Cu Huy Ha Vu, 53, was sentenced to seven years in prison and three years on parole on charges of spreading propaganda against the state.

At the end of the hearing, which lasted from 8.30am to 7pm, the chairman of Hanoi's Supreme Court said there is no basis to cancel the verdict from the first trial.

One of Vu's lawyers, Tuan Dinh Trien, said outside the court: 'It's very sad, nothing has changed. If it continues like this, how can Vietnam integrate into the international community.'

In answering questions from his lawyer, Vu said that there were 'revenge reasons' behind his arrest and prosecution, which took place after he twice tried to sue Prime Minister Nguyen Tan Dung.

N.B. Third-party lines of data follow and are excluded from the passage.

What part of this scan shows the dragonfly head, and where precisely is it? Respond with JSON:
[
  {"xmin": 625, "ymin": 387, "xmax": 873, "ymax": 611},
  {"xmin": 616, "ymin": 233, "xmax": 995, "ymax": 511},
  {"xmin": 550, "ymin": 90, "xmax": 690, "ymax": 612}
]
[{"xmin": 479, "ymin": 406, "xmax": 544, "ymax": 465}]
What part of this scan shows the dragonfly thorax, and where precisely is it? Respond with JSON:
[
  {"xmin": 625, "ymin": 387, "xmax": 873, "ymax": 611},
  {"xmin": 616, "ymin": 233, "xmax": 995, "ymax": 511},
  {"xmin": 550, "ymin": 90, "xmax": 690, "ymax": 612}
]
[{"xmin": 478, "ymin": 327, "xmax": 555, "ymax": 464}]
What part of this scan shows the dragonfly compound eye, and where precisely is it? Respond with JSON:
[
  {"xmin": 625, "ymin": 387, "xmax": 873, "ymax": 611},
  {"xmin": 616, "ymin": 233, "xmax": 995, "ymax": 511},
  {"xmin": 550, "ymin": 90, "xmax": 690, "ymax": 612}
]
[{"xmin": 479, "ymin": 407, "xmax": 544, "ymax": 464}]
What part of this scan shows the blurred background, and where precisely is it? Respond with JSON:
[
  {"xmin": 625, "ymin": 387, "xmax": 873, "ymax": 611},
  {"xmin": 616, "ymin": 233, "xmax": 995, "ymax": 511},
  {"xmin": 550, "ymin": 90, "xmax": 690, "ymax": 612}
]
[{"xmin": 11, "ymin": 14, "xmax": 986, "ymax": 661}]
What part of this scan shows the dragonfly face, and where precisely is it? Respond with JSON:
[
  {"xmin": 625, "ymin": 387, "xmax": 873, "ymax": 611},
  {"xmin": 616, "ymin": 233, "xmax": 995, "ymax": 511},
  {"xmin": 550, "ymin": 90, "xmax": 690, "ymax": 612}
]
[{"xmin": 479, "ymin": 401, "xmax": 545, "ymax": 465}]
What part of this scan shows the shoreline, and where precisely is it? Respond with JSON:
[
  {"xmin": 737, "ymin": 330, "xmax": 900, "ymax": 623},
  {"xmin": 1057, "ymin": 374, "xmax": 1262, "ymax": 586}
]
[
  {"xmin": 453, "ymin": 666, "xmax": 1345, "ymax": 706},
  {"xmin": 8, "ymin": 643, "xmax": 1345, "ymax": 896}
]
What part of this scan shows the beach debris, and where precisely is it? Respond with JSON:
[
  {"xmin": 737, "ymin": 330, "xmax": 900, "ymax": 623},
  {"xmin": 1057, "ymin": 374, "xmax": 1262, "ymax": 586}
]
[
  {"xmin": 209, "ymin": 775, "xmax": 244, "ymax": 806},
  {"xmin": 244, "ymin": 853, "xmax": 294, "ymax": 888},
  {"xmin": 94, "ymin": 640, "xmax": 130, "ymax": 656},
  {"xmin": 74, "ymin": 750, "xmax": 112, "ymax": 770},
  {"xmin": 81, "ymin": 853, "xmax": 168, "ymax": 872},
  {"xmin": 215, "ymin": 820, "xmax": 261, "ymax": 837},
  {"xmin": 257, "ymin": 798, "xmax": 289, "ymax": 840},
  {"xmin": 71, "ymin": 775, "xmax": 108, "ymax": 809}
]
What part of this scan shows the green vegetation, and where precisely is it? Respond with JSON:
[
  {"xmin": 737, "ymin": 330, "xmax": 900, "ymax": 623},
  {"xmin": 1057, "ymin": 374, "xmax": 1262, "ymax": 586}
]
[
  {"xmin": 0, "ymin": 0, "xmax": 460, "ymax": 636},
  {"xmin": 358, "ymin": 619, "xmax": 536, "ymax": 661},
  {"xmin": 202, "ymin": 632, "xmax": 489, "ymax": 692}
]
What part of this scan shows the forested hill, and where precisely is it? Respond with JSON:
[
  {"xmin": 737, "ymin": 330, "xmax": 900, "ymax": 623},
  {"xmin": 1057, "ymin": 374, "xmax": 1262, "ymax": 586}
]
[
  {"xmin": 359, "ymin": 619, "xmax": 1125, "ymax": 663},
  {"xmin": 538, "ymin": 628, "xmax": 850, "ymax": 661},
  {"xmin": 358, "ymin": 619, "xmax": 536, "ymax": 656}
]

The first attempt was to seek the cancellation of a Chinese-run bauxite mine in the Central Highlands, and the second was to nix a decree preventing class-action petitions.

Neither of the legal challenges were mentioned in the indictment against Vu.

The indictment said he had published articles and given interviews to foreign media, 'smearing the authority of the people's government, carrying out psychological war, asking to overthrow the regime and demanding a multiparty system.'

Vu denied all of the charges and said the trial was not fair because the prosecution consisted of members of the communist party, the leadership of which he opposes.

The block around the court was cordoned off with uniformed and plainclothes police. A group of about 50 people with banners braved downpours to show their support for the lawyer.

Vu's father, Cu Huy Can, was a confidant of the Marxist independence leader Ho Chi Minh and the first agriculture minister of an independent Vietnam.

Both the United States and the European Union expressed 'concern' over the original sentencing in April.